While large cap dividend shares like Telstra Corporation Ltd (ASX: TLS) and Australia and New Zealand Banking Group (ASX: ANZ) deservedly get a lot of attention from investors, I think if you only focus on that side of the market you could miss out on some quality options at the small-end.
Two small cap dividend shares that I think are well worth considering today are listed below. Here's why I like them:
Baby Bunting Group Ltd (ASX: BBN)
One of my favourite retail shares right now is this baby products retailer. Its shares have come under significant pressure over the last 12 months after becoming a victim of its own success. The company's growth has led to a number of competitors closing down. Whilst this is good in the long-term, in the short-term it is a headwind for Baby Bunting because it means heightened levels of clearance sales. The good news, though, is that there are signs that these headwinds are subsiding now, putting the company in a position to win the vacated market share and improve its margins. I expect this to lead to strong profit growth in FY 2019 and a sizeable lift to its generous dividend. At present Baby Bunting's shares provide a trailing fully franked 5.2% dividend.

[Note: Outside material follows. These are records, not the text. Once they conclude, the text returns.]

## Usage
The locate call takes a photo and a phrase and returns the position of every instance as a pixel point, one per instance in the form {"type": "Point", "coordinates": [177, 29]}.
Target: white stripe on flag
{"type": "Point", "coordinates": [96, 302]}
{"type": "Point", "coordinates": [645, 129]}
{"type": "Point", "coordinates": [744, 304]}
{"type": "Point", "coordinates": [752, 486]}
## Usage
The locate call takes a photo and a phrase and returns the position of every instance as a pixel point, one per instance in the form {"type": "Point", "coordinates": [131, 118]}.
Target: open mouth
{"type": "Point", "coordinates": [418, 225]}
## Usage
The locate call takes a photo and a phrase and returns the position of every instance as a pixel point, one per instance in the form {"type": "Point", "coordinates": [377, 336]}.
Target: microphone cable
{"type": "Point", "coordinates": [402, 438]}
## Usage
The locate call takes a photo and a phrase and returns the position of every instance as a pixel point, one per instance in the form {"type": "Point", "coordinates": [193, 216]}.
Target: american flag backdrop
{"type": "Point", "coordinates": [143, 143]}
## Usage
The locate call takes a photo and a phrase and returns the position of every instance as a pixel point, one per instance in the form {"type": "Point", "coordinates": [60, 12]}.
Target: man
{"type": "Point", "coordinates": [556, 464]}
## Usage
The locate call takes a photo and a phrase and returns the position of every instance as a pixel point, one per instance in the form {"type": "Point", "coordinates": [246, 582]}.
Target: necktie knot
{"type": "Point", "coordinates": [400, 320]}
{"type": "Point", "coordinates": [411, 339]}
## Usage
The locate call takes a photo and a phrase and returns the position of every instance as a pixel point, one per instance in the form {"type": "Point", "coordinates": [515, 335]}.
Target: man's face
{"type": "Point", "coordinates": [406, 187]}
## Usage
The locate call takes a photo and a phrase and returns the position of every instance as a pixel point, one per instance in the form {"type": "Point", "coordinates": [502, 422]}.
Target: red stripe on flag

Money3 Corporation Limited (ASX: MNY)
I thought that this growing financial services company delivered one of the better half-year results in the small cap space during earnings season last month. Thanks to the continued success of its secured auto loans business, Money3 reported an 18.5% increase in its gross loan book to $292.8 million despite having just a 2% share of the second-hand automotive finance market. This led to Money3 achieving a 12.3% increase in half-year net profit after tax to $15.5 million. Because of this strong performance, the Money3 board decided to pay a fully franked interim dividend of 4.5 cents per share. This was an increase of 80% on the prior corresponding period and means that Money3's shares now provide investors with a trailing 3.9% yield.